The LSAT vs. GRE discussion will likely generate more heat than light.   Folks will look at their differences, which are worth noting:

  • The LSAT is a pencil and paper test, while the GRE is delivered on computer;
  • The LSAT is offered only 4 times per year, while the GRE is offered almost continuously throughout the year;
  • ¾ of the LSAT’s bubble sections, generating its score, are verbal, and only ¼ (one section, informally called “Games”) involves some math-related sensibilities, while fully ½ of the GRE bubble sections are straightforward math, and 1/2 are verbal; and,
  • Under the current rules, a student must report an LSAT score to a law school if he/she has taken it, so only students who have taken the GRE and not the LSAT will have their GRE solely considered.

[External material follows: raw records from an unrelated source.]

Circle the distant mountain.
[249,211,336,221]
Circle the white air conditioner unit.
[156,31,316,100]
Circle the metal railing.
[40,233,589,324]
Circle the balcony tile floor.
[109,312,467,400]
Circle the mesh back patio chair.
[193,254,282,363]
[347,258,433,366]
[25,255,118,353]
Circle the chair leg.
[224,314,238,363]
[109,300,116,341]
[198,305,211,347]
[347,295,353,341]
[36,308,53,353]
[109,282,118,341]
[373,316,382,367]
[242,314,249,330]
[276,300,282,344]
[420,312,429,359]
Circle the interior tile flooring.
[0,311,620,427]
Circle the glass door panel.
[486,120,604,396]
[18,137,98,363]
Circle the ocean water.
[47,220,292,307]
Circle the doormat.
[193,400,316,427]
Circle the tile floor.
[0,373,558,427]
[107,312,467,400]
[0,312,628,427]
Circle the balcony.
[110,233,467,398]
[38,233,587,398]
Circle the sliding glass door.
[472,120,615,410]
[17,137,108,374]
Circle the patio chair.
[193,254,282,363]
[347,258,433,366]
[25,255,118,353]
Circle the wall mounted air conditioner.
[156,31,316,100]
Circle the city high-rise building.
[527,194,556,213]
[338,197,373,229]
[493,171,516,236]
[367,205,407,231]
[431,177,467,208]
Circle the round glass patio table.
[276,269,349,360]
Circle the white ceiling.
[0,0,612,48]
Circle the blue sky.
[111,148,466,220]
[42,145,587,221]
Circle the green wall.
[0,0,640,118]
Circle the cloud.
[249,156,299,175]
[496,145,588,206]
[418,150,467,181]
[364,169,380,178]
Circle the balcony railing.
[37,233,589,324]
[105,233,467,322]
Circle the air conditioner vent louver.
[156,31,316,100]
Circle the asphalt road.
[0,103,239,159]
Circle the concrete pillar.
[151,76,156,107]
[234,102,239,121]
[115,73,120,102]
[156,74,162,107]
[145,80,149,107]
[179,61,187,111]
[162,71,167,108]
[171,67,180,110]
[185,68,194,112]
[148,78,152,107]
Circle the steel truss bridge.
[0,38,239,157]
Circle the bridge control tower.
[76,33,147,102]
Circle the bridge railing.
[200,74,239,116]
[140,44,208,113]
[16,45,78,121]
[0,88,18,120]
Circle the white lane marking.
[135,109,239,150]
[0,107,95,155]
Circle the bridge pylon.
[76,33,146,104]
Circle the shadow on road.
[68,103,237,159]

What most LSAT vs. GRE comparisons will miss are the profound and important ways that these two tests are similar, and both deeply problematic.  Both are created by psychometricians using the same methods, so they share these significant characteristics:

  • They both generate significantly disparate results by gender, race and ethnicity, with Native Americans, Latinos and African Americans scoring much lower on both, on average, than whites and Asian Americans, and females scoring lower than males;
  • The foundation for these disparities could be revealed by item level data, which are statistics on individual test questions that test developers routinely refuse to release because they would expose the way that tests are designed to solidify and maintain those disparities;
  • Scores for both are affected by inequitable access to high-quality, often expensive, test prep, with groups like Native Americans penalized because Native students often can’t afford to pay for test prep courses; and,
  • What equity activists need to do is try to reduce, and even eliminate, the weight that any bubble test is given in any competitive admissions (or financial aid, etc.) decision.

While the last concept may seem fanciful in the law school admissions world, we now have many highly selective undergraduate schools, like Wake Forest, Wesleyan, Mount Holyoke, etc., that have years of successful experience with test-optional admissions policies that serve to reduce the bubble-test burden faced by URM students.

Any Native educators supporting either the LSAT or the GRE are, I contend, missing the forest for the trees.   Bubble tests are designed in a way that Native students are placed at yet another disadvantage in admissions, and these tests should be made optional until they are eliminated entirely.

It should be noted that multistate bar scores will tend to correlate with LSAT (or GRE) scores, since all bubble tests have high correlations with other bubble tests.  That’s not a reason to keep the LSAT; that’s a reason to make sure that all Native bar takers have the benefit of high-quality bar-prep courses to leverage their ability to get their best score on the multistate.